XCP-ng
    • Categories
    • Recent
    • Tags
    • Popular
    • Users
    • Groups
    • Register
    • Login

    XO server loses pool and hosts momentarily, timeout error

    Scheduled Pinned Locked Moved Management
    24 Posts 5 Posters 1.8k Views 3 Watching
    Loading More Posts
    • Oldest to Newest
    • Newest to Oldest
    • Most Votes
    Reply
    • Reply as topic
    Log in to reply
    This topic has been deleted. Only users with topic management privileges can see it.
    • F Offline
      felibb
      last edited by

      Same issue with the latest commit. Hunting for a commit that may or may not work is a wild goose chase, I don't really have the time for this, especially since I agree it is hard to tell, and XCP-ng can easily be the culprit here, hope I didn't imply that XO has to be at fault. I just didn't see any errors in /var/log/xensource.log, but maybe I wasn't looking in the right place. I was more hoping for some debugging hints I didn't think of myself.

      1 Reply Last reply Reply Quote 0
      • olivierlambertO Offline
        olivierlambert Vates 🪐 Co-Founder CEO
        last edited by

        Sadly, since we can't reproduce, that would be very helpful if you had time to try few other commits and see if the behavior change or not. We have some potential ideas on what could cause this, so trying with a commit before we swapped to "undici" as HTTP lib could be helpful. @julien-f might provide some commits to test 🙂

        1 Reply Last reply Reply Quote 0
        • F Offline
          felibb
          last edited by felibb

          Okay, tried a few at random and narrowed it down to this:

          • 0ccfd4b / 2024.03.14: has timeouts
          • 18dea2f / 2024.02.08: does not have timeouts

          These two have about 100 commits between them. Any suggestions on how to narrow it down further?

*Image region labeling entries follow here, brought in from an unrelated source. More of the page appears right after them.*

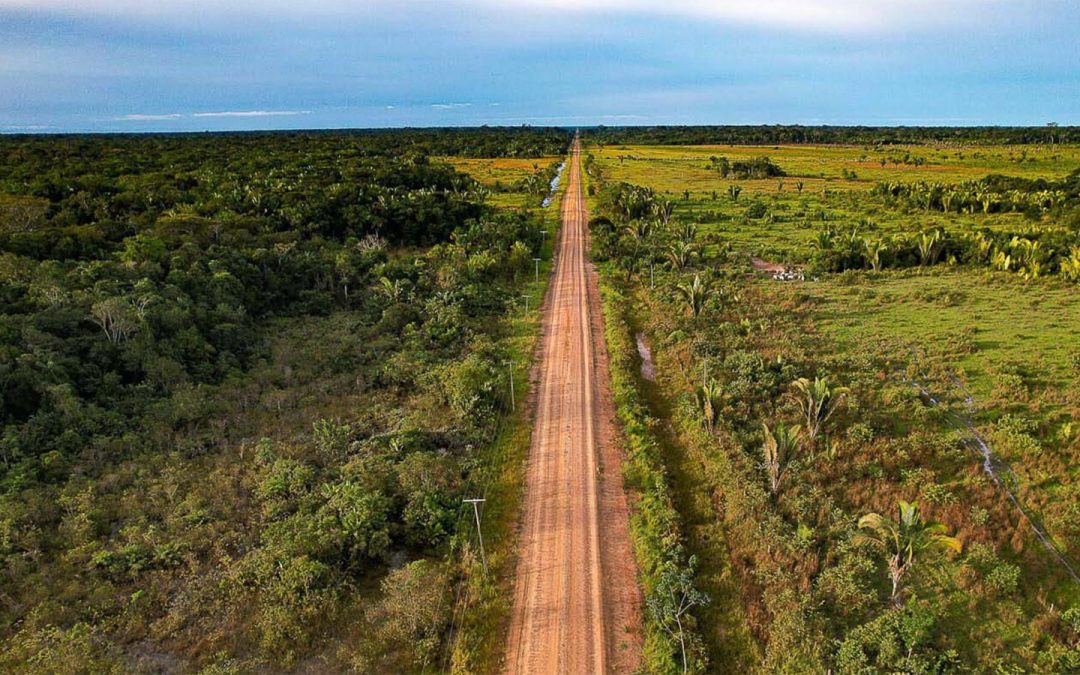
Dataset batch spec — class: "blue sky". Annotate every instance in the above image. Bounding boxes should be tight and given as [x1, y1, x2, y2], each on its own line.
[0, 0, 1080, 132]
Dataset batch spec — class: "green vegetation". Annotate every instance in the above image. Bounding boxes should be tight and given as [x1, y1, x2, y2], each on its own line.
[585, 127, 1080, 673]
[0, 130, 569, 673]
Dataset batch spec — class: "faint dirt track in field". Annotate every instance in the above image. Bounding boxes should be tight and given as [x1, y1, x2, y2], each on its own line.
[505, 134, 642, 674]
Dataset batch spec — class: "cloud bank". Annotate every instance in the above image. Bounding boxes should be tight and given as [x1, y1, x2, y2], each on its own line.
[0, 0, 1010, 31]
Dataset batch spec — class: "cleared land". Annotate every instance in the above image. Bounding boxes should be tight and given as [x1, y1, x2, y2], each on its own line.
[583, 135, 1080, 673]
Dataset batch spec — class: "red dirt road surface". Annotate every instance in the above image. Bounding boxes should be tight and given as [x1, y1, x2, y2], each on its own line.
[505, 134, 642, 674]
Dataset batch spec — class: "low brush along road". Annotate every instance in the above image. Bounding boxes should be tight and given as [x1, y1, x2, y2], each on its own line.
[505, 134, 642, 674]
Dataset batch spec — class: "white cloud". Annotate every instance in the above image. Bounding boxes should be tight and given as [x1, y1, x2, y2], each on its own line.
[113, 112, 184, 122]
[191, 110, 311, 118]
[0, 0, 1015, 32]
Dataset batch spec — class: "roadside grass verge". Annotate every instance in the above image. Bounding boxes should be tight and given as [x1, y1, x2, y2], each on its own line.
[443, 160, 566, 674]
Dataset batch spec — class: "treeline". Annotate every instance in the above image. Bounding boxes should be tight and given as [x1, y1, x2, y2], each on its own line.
[581, 124, 1080, 146]
[0, 131, 557, 673]
[811, 225, 1080, 282]
[874, 168, 1080, 215]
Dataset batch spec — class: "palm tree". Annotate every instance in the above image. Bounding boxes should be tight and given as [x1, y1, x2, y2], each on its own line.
[854, 501, 961, 607]
[694, 382, 724, 433]
[678, 222, 698, 244]
[652, 199, 675, 226]
[1061, 246, 1080, 281]
[761, 422, 802, 495]
[863, 238, 888, 272]
[675, 274, 708, 316]
[667, 241, 698, 266]
[917, 230, 941, 266]
[792, 377, 850, 443]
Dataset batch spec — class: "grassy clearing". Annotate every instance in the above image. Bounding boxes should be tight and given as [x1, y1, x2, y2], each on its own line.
[777, 268, 1080, 399]
[589, 146, 1080, 261]
[591, 139, 1080, 673]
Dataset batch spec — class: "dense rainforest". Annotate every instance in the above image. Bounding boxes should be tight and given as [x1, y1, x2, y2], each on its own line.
[0, 127, 569, 673]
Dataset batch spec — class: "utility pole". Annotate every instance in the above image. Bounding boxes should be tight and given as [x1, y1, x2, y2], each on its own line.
[507, 361, 517, 410]
[461, 499, 487, 576]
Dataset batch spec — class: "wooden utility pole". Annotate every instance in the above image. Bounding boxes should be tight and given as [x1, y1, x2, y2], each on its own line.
[462, 499, 487, 576]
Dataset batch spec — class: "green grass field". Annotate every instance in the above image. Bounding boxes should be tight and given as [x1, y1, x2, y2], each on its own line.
[585, 139, 1080, 673]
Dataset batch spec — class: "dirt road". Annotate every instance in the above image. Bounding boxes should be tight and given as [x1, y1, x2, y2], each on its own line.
[505, 134, 642, 673]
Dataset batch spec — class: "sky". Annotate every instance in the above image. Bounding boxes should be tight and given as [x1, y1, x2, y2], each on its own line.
[0, 0, 1080, 133]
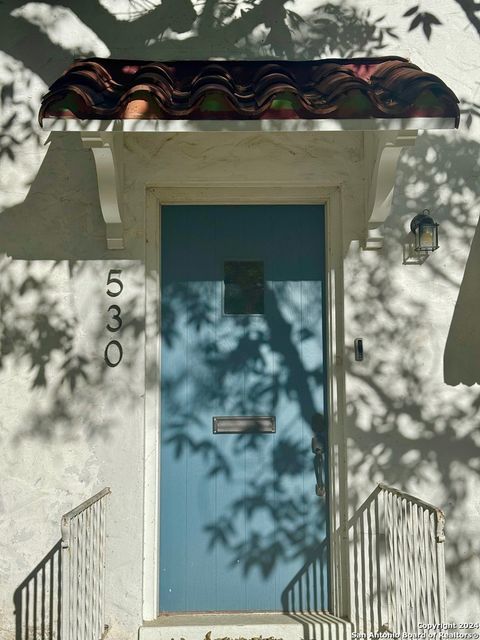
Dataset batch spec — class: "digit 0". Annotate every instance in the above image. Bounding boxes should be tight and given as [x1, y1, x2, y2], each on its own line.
[103, 340, 123, 367]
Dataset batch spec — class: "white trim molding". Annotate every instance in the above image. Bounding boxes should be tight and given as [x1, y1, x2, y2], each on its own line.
[81, 132, 125, 249]
[42, 118, 455, 133]
[143, 182, 350, 621]
[363, 130, 418, 250]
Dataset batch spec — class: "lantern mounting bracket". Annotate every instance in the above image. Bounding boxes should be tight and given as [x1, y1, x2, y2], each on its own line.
[81, 131, 125, 249]
[362, 130, 418, 250]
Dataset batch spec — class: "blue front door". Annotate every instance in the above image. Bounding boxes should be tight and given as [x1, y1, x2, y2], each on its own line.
[160, 205, 328, 612]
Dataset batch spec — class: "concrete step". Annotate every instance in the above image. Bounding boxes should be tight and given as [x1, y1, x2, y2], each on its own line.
[139, 612, 352, 640]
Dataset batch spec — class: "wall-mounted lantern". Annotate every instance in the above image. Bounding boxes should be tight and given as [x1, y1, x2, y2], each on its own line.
[410, 209, 438, 251]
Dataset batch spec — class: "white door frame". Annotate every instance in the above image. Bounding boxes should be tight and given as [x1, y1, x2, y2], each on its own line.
[143, 181, 350, 621]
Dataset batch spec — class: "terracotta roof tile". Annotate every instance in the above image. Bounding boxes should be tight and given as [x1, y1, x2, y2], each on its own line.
[39, 57, 459, 126]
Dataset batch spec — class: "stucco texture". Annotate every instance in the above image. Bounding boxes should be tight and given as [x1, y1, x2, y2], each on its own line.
[0, 0, 480, 640]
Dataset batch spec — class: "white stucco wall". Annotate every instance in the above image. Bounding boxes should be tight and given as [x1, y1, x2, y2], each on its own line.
[0, 0, 480, 639]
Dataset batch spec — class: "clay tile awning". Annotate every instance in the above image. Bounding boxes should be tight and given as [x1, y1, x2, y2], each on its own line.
[39, 57, 459, 126]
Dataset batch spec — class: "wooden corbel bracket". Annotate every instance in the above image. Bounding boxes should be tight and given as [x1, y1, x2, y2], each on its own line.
[363, 130, 418, 250]
[81, 131, 125, 249]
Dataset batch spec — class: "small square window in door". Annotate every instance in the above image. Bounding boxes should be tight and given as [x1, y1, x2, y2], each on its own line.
[223, 260, 265, 315]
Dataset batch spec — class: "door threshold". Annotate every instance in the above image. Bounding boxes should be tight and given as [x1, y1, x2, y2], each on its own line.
[139, 612, 352, 640]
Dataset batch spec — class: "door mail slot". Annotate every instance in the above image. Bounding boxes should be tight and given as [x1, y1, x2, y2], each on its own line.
[213, 416, 275, 433]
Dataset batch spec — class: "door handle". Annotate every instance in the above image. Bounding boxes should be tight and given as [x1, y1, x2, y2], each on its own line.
[312, 436, 325, 498]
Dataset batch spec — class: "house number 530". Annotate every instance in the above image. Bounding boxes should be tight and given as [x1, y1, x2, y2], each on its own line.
[103, 269, 123, 367]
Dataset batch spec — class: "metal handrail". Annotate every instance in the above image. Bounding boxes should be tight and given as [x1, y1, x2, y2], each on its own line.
[61, 487, 111, 640]
[378, 482, 445, 542]
[349, 483, 446, 635]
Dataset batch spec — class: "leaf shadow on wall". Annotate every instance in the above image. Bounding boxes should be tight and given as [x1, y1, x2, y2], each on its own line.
[444, 218, 480, 385]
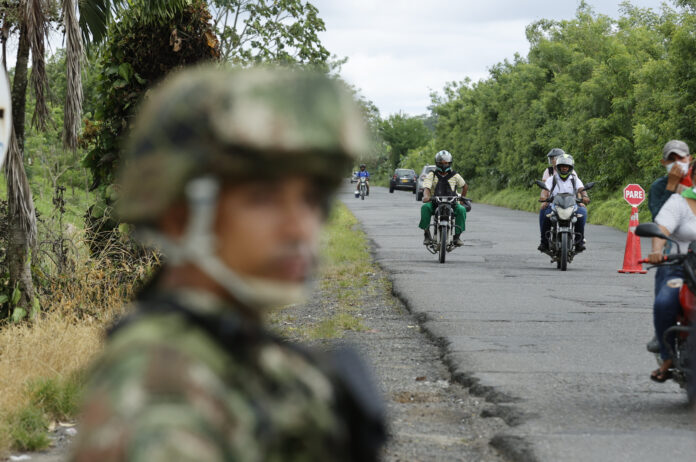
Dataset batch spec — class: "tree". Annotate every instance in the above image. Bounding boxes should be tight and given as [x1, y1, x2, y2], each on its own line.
[0, 0, 189, 319]
[211, 0, 329, 66]
[83, 0, 219, 254]
[379, 113, 431, 168]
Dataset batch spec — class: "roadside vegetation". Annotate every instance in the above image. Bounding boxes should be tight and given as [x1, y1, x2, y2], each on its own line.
[271, 203, 376, 340]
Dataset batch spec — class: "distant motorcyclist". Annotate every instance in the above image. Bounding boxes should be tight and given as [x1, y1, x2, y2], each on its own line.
[418, 151, 469, 247]
[539, 154, 590, 253]
[541, 148, 578, 181]
[647, 140, 693, 353]
[355, 164, 370, 196]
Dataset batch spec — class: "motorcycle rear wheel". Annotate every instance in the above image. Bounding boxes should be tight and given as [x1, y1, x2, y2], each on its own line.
[440, 226, 447, 263]
[559, 233, 569, 271]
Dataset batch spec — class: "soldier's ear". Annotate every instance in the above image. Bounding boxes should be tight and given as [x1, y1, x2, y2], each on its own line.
[157, 199, 189, 238]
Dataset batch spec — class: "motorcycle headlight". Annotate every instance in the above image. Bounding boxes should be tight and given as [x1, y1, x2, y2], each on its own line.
[556, 207, 575, 221]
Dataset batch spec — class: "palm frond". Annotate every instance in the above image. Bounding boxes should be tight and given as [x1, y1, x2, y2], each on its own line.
[77, 0, 113, 43]
[26, 0, 51, 131]
[62, 0, 84, 152]
[5, 129, 36, 247]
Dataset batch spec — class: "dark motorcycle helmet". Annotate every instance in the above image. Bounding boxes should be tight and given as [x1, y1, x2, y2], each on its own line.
[556, 154, 575, 180]
[546, 148, 565, 161]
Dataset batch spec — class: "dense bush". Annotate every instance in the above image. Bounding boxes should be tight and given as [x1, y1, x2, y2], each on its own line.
[433, 2, 696, 196]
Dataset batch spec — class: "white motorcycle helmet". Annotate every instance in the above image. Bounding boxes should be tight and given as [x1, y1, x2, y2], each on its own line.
[0, 70, 12, 167]
[435, 151, 452, 173]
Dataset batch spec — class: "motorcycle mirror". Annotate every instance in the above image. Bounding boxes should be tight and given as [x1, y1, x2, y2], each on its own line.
[636, 223, 672, 241]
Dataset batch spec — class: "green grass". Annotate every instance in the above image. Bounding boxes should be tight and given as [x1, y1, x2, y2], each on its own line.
[469, 188, 652, 231]
[0, 171, 96, 229]
[8, 405, 51, 451]
[307, 312, 367, 340]
[0, 373, 85, 451]
[272, 203, 377, 340]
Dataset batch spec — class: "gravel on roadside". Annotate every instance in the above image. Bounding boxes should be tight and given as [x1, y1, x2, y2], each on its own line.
[275, 268, 508, 462]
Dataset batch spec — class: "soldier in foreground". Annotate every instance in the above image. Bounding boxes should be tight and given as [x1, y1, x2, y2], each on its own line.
[73, 68, 384, 462]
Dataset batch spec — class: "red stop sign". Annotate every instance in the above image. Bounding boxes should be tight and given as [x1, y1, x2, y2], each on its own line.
[624, 184, 645, 207]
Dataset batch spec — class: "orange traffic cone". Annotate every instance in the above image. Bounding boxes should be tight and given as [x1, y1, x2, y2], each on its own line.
[619, 207, 647, 274]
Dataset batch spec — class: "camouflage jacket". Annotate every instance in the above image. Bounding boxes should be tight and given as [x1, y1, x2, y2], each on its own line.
[72, 292, 378, 462]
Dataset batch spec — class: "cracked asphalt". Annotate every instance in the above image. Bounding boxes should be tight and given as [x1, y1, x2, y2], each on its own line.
[340, 185, 696, 461]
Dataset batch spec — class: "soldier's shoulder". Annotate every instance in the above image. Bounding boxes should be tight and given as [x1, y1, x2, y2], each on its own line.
[76, 315, 340, 460]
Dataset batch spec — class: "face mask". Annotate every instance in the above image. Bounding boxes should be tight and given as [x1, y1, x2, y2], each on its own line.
[665, 161, 689, 176]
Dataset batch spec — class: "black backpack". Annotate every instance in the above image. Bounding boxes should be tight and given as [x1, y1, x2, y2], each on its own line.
[433, 171, 457, 196]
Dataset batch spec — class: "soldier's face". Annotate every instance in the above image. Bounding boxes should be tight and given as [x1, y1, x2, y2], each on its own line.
[215, 176, 324, 282]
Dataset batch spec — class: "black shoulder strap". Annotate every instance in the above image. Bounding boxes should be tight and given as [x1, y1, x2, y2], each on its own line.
[108, 297, 387, 462]
[434, 170, 457, 196]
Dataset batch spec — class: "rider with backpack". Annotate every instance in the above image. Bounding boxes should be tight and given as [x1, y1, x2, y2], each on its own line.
[418, 151, 469, 247]
[539, 153, 590, 253]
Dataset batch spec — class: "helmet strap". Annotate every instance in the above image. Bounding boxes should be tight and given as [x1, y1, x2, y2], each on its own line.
[139, 177, 308, 309]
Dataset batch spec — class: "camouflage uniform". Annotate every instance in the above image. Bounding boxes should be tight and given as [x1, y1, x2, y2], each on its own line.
[72, 69, 384, 462]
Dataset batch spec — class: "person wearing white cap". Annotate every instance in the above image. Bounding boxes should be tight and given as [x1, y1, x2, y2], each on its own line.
[646, 140, 693, 353]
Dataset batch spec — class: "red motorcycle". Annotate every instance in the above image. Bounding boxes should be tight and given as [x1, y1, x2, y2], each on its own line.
[636, 223, 696, 404]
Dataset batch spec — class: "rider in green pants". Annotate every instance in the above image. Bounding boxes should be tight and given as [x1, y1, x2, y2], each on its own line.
[418, 151, 469, 247]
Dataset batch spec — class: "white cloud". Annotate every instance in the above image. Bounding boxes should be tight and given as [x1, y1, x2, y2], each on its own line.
[312, 0, 662, 116]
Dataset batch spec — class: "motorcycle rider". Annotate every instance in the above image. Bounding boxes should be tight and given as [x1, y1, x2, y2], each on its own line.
[355, 164, 370, 196]
[646, 140, 693, 353]
[418, 151, 469, 247]
[648, 164, 696, 382]
[541, 148, 578, 181]
[541, 148, 565, 181]
[538, 153, 590, 253]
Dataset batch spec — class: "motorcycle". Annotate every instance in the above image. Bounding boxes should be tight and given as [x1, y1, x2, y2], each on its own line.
[536, 180, 595, 271]
[635, 223, 696, 404]
[355, 176, 367, 200]
[426, 195, 471, 263]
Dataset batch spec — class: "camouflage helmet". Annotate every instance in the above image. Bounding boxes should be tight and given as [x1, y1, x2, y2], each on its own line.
[116, 66, 368, 223]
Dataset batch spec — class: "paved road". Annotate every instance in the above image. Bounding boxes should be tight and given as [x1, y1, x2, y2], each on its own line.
[341, 186, 696, 461]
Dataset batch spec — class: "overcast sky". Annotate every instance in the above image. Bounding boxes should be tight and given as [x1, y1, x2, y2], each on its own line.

          1 Reply Last reply Reply Quote 0
          • olivierlambertO Offline
            olivierlambert Vates 🪐 Co-Founder CEO
            last edited by

            git bisect between those 2 commits could be your friend 🙂 @julien-f explained it here: https://xcp-ng.org/forum/post/58981

            1 Reply Last reply Reply Quote 0
            • F Offline
              felibb
              last edited by

              @olivierlambert thanks for the tip. Looks like bfb8d3b29e4f9531dda368f6624652479682b69d is the culprit, and the comment mentions "http-request-plus → undici" which seems like what you referred to above. Some earlier commits had weird glitches like not displaying any VMs / any storage, but they did not time out.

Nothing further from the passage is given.